Any one of those can turn PSKY’s tape from “fundamentals” to “deal odds” in a heartbeat.

The big risks PSKY investors are pricing in

Even supporters of Paramount’s strategy usually acknowledge the risks are real and not cosmetic:

  • Regulatory risk: Reuters notes both deal paths could face significant antitrust scrutiny, and the political climate around media consolidation can add unpredictability.
  • Financing and leverage: Even with a guarantee, markets care about the total capital structure—especially in media, where legacy TV declines can pressure cash flows.
  • Execution risk: Integrating major media assets, aligning streaming strategies, and rationalizing costs without harming content engines is notoriously hard. (This is less a “Paramount problem” than a “media is a knife-fight” problem.) Paramount+1
  • Deal distraction: Pursuing a blockbuster acquisition can pull focus from Paramount’s ongoing operational turnaround and streaming economics.
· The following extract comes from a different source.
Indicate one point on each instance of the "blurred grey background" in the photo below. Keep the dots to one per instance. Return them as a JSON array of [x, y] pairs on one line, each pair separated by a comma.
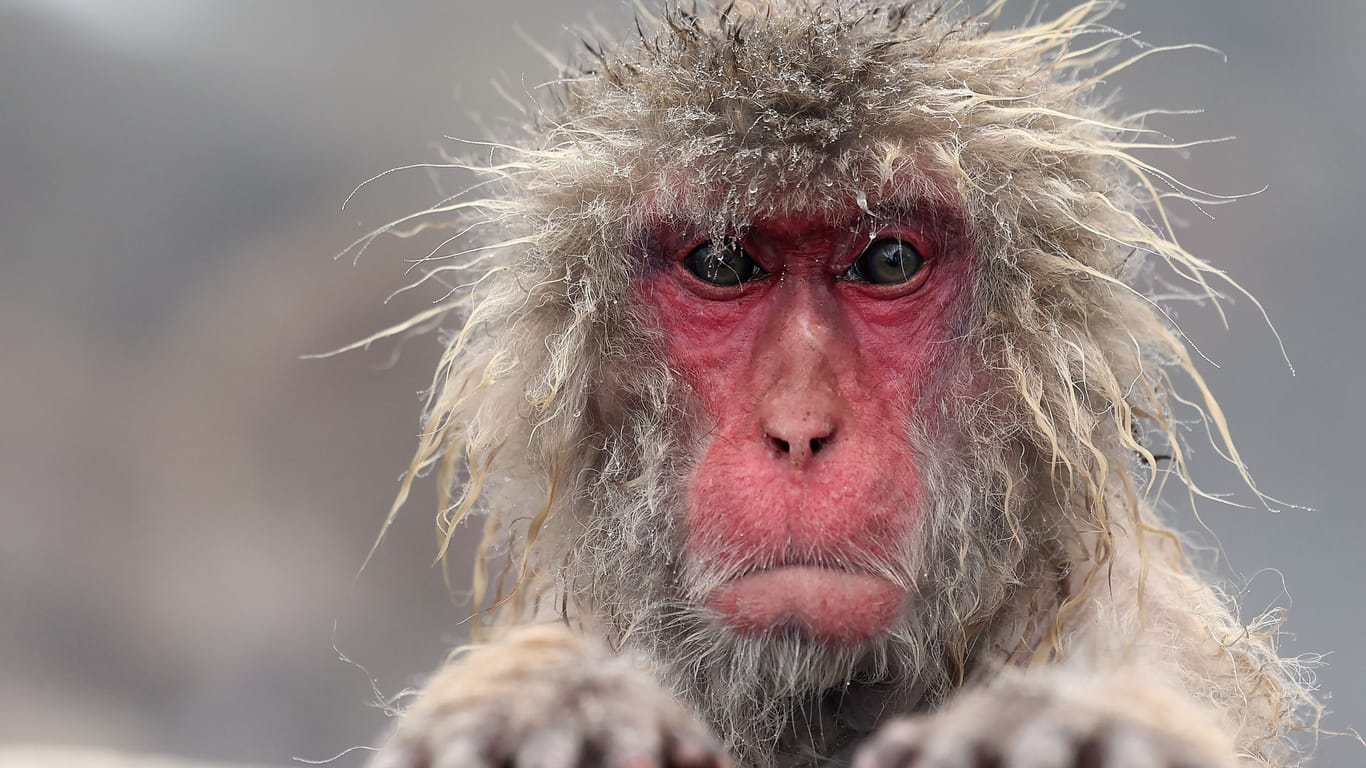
[[185, 502]]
Bottom line: Paramount Skydance stock is trading on deal probability—not just fundamentals

On Dec. 23, 2025, Paramount Skydance Corporation stock (PSKY) is being driven by a single dominant narrative: can David Ellison’s Paramount pry WBD away from Netflix by improving “deal certainty” without raising price?

So far, the company has answered that challenge with a dramatic credibility signal—Larry Ellison’s $40.4B personal guarantee—and with revised terms designed to neutralize objections about the trust structure and termination fees.

But today’s reporting also makes clear that at least some influential shareholders still want more incentive, and WBD’s board hasn’t budged from its current posture.

For PSKY investors, that means volatility is not a bug—it’s the feature. Until this contest resolves, PSKY stock will behave like a living forecast of the deal’s odds, recalibrated headline by headline.